- Rocca in 1967
- Born: Suellen Krupp October 2, 1943 Chicago, Illinois, U.S.
- Died: March 26, 2020 (aged 76) Naperville, Illinois, U.S.
- Education: School of the Art Institute of Chicago (BFA)
- Spouse: Dennis Rocca ​ ​(m. 1962; div. 1975)​

= Suellen Rocca =

American artist (1943–2020)

Suellen Rocca ( Krupp; October 2, 1943 – March 26, 2020) was an American artist, one of the original Chicago Imagists, a group in the 1960s and 1970s who turned to representational art. She exhibited with them at the Hyde Park Art Center from 1966 through 1969. She was curator of the art collection and director of exhibitions at Elmhurst College.

== Biography ==
Suellen Krupp was born in 1943 and grew up in a middle-class, Jewish family. She began attending classes at the Art Institute of Chicago when she was in elementary school and knew she wanted to be an artist from the age of eight. She married her husband, Dennis Rocca, in 1962. He brought home jewelry catalogues that informed Rocca's artistic style.

After her work with The Hairy Who starting in 1965, Rocca had two children and continued her work as an artist. In 1970, she took a decade away from making art. In 2015 she returned to the art world with her exhibition at the Matthew Marks Gallery in New York City.

Rocco was a professor of painting, design, and drawing at Elmhurst College for 18 years. She was the director of the Art Exhibition and Visiting Artist Program, and the curator and director of exhibitions.

Her image is included in the iconic 1972 poster Some Living American Women Artists by Mary Beth Edelson.

Rocca died on March 26, 2020, from pancreatic cancer.

== Education ==
In 1960, at age 16, she began college at the School of the Art Institute of Chicago. There, she was heavily influenced by Whitney Halsted and Ray Yoshida. In 1964, she received her BFA from SAIC with a major in painting and a minor in print-making.

== Work and exhibitions ==
Following graduation, she joined The Hairy Who, one of the groups of artists that made up the Chicago Imagists.
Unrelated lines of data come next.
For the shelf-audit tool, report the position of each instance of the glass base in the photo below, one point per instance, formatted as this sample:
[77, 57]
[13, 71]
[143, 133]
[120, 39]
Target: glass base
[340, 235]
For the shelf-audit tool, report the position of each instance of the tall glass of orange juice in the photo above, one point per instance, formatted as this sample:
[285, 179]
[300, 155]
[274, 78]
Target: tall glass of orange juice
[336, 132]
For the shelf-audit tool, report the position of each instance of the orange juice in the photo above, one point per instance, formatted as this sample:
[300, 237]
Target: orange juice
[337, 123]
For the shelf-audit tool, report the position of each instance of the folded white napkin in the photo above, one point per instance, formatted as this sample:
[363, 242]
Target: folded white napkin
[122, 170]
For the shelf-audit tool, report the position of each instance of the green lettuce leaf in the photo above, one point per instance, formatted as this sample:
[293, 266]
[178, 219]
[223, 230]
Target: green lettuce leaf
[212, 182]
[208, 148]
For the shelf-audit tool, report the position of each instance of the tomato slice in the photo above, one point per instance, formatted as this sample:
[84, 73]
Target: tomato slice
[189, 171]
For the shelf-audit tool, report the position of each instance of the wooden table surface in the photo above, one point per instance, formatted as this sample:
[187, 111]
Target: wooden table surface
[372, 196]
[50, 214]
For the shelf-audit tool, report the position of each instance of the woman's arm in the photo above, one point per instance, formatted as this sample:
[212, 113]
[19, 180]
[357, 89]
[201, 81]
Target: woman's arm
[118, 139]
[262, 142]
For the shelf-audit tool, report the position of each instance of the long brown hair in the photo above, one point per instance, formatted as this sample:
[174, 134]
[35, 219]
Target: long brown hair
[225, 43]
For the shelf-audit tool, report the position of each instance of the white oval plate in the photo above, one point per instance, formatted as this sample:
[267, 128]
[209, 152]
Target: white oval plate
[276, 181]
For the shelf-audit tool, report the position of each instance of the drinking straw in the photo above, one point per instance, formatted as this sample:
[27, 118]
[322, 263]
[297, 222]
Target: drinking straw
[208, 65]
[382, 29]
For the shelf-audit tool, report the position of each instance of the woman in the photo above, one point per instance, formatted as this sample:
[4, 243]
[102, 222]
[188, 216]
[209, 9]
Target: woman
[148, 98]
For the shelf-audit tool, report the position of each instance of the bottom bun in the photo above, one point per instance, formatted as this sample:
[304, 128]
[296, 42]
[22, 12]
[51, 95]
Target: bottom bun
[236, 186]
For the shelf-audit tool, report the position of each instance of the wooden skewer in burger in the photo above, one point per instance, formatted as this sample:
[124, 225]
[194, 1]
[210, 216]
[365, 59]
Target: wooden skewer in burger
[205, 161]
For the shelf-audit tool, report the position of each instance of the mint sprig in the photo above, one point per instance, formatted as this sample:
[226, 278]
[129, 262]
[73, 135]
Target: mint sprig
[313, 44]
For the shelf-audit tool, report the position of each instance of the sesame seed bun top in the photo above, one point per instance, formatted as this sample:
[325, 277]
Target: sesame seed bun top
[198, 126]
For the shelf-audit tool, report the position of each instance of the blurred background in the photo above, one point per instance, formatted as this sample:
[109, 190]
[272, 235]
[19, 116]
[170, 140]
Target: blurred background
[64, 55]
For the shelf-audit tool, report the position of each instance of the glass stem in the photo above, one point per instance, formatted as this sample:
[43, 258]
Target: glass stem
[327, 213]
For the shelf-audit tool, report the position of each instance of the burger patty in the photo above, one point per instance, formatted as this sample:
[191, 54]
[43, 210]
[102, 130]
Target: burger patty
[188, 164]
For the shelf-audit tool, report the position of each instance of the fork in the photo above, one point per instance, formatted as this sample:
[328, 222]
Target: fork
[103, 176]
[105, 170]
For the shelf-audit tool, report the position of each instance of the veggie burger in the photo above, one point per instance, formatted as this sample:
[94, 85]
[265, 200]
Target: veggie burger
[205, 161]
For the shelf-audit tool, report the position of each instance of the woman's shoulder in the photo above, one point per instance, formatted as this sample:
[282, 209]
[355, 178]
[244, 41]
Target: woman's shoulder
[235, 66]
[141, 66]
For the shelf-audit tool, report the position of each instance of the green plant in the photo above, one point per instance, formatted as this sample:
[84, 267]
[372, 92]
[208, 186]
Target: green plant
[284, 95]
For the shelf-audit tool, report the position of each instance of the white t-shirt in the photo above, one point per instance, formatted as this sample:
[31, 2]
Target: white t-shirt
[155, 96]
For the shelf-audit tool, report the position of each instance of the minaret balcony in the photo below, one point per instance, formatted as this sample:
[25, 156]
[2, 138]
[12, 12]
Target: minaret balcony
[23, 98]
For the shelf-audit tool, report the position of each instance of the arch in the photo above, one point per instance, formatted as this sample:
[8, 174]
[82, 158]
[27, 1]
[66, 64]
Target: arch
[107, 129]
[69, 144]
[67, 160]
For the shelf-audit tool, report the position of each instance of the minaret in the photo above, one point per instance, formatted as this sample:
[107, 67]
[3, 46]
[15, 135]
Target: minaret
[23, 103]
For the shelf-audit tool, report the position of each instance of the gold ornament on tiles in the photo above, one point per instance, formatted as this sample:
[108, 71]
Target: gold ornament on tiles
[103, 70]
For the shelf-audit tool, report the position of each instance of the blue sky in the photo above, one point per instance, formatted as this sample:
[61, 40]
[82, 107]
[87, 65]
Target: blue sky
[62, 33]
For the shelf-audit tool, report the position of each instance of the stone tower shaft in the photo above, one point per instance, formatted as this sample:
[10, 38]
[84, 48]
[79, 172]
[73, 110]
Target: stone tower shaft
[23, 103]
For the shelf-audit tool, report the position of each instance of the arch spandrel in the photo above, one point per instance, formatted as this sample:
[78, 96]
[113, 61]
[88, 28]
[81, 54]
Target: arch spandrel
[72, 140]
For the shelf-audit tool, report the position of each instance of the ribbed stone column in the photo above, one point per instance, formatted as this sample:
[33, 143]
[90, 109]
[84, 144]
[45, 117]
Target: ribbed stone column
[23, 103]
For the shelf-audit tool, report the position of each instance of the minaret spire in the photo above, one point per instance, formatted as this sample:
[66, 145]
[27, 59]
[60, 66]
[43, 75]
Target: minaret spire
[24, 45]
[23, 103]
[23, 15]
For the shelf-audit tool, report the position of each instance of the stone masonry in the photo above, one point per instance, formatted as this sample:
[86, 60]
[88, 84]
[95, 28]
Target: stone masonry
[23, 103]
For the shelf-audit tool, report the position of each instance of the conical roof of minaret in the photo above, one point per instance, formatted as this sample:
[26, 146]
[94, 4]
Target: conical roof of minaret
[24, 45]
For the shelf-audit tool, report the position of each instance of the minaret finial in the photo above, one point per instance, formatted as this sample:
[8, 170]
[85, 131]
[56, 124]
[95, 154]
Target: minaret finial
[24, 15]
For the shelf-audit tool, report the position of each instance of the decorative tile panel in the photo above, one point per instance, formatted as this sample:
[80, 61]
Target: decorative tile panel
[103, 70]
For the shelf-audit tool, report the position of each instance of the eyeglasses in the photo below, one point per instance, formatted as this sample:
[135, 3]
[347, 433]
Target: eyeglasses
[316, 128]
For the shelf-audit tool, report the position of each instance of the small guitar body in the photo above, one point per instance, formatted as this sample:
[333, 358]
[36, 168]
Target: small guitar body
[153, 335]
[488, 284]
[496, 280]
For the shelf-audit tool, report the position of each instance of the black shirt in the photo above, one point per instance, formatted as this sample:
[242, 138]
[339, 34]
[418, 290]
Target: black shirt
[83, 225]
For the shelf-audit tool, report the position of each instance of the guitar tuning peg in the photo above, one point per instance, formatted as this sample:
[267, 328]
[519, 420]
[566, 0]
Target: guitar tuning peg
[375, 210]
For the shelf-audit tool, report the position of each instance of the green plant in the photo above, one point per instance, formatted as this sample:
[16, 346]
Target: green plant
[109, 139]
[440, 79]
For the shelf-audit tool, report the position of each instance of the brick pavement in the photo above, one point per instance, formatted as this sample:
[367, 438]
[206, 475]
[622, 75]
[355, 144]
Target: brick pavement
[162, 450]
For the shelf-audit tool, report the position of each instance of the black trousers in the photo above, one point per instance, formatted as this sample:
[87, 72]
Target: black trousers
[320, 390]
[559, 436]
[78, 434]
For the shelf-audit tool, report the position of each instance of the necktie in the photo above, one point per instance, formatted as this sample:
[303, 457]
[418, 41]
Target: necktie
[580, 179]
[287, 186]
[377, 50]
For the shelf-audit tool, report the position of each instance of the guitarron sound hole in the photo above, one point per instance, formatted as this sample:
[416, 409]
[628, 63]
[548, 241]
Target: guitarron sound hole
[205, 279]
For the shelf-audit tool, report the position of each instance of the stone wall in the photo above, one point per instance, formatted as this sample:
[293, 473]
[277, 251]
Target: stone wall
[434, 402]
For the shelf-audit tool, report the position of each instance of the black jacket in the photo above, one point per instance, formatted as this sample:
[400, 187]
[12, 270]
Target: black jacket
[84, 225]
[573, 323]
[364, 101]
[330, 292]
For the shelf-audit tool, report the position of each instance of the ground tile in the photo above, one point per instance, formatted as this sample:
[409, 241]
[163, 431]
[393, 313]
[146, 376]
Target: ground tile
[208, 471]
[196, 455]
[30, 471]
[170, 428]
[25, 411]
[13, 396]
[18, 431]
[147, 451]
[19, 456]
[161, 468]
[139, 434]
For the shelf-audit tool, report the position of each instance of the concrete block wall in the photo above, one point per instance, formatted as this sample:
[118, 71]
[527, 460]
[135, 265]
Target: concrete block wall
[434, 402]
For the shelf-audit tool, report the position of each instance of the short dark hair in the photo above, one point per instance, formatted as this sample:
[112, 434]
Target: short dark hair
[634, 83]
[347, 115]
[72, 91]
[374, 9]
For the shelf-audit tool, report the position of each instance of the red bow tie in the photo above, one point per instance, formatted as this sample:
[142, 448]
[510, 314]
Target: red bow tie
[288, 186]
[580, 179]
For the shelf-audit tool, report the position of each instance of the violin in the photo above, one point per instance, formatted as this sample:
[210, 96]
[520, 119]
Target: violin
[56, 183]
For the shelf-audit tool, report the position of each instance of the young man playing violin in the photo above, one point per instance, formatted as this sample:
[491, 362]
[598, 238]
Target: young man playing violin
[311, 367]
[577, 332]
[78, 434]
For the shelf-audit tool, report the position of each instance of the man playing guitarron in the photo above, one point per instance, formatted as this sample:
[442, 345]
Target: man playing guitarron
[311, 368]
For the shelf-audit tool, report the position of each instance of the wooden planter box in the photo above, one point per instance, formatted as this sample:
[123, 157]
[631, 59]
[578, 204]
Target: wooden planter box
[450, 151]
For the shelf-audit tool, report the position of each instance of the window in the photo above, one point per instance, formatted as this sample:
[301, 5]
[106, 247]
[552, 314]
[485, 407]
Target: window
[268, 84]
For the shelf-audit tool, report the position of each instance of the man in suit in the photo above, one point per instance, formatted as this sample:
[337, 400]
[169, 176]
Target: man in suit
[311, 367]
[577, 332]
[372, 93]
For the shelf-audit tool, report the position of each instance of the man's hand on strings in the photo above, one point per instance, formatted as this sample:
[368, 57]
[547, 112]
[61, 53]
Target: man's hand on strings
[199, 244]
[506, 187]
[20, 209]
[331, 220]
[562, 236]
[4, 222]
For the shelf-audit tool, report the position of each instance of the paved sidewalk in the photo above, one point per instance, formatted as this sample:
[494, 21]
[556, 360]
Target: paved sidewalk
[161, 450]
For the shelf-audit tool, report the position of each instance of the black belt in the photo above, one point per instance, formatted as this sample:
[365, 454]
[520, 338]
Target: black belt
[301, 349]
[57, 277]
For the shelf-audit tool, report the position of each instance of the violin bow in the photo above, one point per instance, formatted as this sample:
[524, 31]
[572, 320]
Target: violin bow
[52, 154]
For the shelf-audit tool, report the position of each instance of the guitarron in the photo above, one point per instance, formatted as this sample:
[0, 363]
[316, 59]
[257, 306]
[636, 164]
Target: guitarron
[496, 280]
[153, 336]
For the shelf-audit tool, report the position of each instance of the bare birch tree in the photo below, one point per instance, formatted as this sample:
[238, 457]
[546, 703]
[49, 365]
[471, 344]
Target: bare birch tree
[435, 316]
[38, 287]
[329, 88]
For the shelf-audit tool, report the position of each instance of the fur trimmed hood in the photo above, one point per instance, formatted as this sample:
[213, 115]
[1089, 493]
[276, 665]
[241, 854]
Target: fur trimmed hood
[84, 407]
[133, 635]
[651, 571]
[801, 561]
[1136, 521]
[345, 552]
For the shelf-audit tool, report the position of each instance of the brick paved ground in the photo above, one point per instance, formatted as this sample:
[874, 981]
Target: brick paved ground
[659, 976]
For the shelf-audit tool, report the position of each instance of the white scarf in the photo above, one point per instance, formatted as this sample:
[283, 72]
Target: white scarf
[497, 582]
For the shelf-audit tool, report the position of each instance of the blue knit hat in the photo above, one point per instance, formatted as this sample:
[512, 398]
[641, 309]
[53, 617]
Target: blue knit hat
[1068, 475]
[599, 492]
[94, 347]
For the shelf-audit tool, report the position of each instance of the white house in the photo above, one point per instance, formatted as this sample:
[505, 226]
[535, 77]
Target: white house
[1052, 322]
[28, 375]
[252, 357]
Rocca's work is a mix of media and is influenced by her life experiences and interests. In an article from the Art Institute of Chicago's website on the artist they describe her art with the Hairy Who and individually, "During the Hairy Who years, Rocca’s visual vocabulary expressed her personal taste as much as her experiences as a newlywed and young mother. She employed signs and symbols drawn from everything from the rebus-like pictograms in kindergarten reading primers to the jewelry trade catalogs in her husband’s family’s store. Often characterized as “picture writing,” Rocca's work maintains a sense of immediacy. In both its grid-like arrangements of repetitive glyphs punctuated by onomatopoeic words such as ohh, ahh, and eek, and the centrally located imagery framed by decorative borders, Rocca's intuitive and nebulous compositions stand apart from other Hairy Who work."

In 2015, Rocca's work was displayed in New York City at Matthew Marks Gallery, her first New York show in over 20 years. The show featured Rocca's works made between 1965 and 1969.

In 2018 the Art Institute of Chicago organized an exhibit entitled Hairy Who? 1966-1969 on the Hairy Who in which Suellen Rocca is included.

The exhibition Suellen Rocca Drawings at the Matthew Marks Gallery in New York City displayed drawings made from 1980 to 2018 and ran from September 14, to October 27, 2018.

Rocca was the curator for the exhibition The Figure and the Chicago Imagists: Selections from the Elmhurst College Art Collection at the Elmhurst Art Museum which ran September 8-January 13, 2019.

Rocca's work appeared in the Minneapolis Institute of Art, the Matthew Marks Gallery, The Art Institute of Chicago, and various traveling shows.